Dini meseleler hakkındaki görüşlerini öğrenmek isteyen Fransız gazeteci Maurice Pernoya Atatürk yine kesin bir şekilde şu cevapları vermiştir:

M. Perno: “Şu halde yeni Türkiyenin siyasetinde dine aykırı hiçbir temayül ve mahiyet olmayacak demek? ”

Atatürk: Siyasetimiz dine aykırı olmak şöyle dursun, din bakımından eksik bile hissediyoruz.

M. Perno:” Zat-ı asilaneleri, düşündüklerini bendenize daha iyi izah buyururlar mı? ”
Atatürk: Türk Milleti daha dindar olmalıdır, yani bütün sadeliği ile dindar olmalıdır demek istiyorum. Dinime, bizzat hakikate nasıl inanıyorsam, buna da öyle inanıyorum. Şuura muhalif, terakkiye engel hiçbir şey ihtiva etmiyor. Halbuki Türkiye istiklalini veren bu Asya milleti içinde daha karışık, suni, batıl inanışlardan ibaret bir din daha vardır. Fakat bu cahiller, bu acizler sırası gelince aydınlanacaklardır. Eğer ışığa yaklaşamazlarsa kendilerini mahv ve mahkum etmişler demektir. Onları kurtaracağız. (Atatürk ve Din Eğitimi, Ahmet Gürbaş, Diyanet İşleri Başkanlığı Yayınları, s.32)

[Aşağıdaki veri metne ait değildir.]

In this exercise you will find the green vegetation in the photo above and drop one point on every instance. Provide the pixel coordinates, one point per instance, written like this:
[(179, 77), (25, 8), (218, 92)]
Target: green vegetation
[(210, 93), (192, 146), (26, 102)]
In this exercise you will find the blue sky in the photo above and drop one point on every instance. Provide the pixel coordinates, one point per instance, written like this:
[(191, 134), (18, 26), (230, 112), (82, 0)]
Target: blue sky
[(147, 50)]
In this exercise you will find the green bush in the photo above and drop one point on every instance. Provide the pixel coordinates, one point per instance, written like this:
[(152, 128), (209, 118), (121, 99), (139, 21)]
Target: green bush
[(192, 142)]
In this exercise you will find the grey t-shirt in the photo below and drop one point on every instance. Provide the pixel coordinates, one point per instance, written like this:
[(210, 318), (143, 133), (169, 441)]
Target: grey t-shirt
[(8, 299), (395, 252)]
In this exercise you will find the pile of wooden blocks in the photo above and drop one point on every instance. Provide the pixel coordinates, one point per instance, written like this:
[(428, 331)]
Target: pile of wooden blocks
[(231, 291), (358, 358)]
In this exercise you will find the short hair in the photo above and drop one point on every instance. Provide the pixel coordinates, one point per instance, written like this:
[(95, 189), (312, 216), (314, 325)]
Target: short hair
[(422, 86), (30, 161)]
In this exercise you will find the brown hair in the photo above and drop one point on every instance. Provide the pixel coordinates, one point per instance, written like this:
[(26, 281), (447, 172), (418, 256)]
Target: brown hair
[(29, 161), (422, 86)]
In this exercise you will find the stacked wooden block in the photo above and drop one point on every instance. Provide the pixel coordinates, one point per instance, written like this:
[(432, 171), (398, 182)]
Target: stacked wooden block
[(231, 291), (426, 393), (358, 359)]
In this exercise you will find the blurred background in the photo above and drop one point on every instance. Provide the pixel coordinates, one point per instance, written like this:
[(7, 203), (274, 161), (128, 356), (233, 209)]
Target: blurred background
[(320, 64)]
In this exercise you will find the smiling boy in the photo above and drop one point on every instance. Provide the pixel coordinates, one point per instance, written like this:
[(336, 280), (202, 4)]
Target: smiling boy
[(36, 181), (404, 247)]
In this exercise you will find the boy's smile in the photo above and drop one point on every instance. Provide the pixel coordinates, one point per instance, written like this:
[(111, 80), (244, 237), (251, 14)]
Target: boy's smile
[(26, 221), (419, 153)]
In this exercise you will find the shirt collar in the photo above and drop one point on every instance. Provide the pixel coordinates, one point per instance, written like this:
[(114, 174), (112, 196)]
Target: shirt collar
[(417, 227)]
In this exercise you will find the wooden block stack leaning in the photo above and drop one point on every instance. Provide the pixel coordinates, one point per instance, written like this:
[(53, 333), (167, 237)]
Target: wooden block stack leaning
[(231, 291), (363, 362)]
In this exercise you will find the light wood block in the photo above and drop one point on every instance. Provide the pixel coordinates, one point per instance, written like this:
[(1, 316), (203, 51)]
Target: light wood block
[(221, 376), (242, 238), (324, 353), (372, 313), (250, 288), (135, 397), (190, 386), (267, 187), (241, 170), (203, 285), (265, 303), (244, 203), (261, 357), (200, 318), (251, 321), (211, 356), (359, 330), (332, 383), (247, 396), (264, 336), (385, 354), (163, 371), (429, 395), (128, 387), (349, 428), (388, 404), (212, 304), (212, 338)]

“Türk Kuranın arkasında koşuyor; fakat onun ne dediğini anlamıyor, içinde neler var bilmiyor ve bilmeden tapınıyor. Benim maksadım; arkasında koştuğu Kitapta neler olduğunu Türk anlasın.” (Osman Ergin, Türk Maarif Tarihi 1-5, İstanbul 1977 (A. Gürtaş, s. 41)

Atatürk, Kurana olan bağlılığını onu “Kitab-ı Ekmel” yani “En Mükemmel Kitap” Prof. Enver Ziya Karal, Atatürkten Düşünceler, İş Bankası Yayınları,1969 (A. Gürtaş, s. 39)  diye tanımlayarak dile getiriyordu. Dolmabahçe Sarayı ve Çankaya Köşküne hafızları çağırtarak sık sık Kuran okutmuş, ayetler üzerinde incelemelerde bulunmuş ve hafızlarla meal ve tefsir konularında fikir alış verişinde bulunmuştu.
Atatürk özel sohbetlerinde pek çok kez dindar olmanın gerekliliğinden, Peygamber Efendimizin hayatından, Asr-ı Saadet ve Hülefayı Raşidin (dört halife) dönemlerinden, dinimizin yüceliğinden, Allahın kudretinden söz etmiştir. İslam Dininin son ve mükemmel din, Peygamberimiz (sav) in de son peygamber olduğunu her fırsatta vurgulayan Atatürk, ulusuna da dindar olmayı, dinini öğrenmeyi öğütlemiştir.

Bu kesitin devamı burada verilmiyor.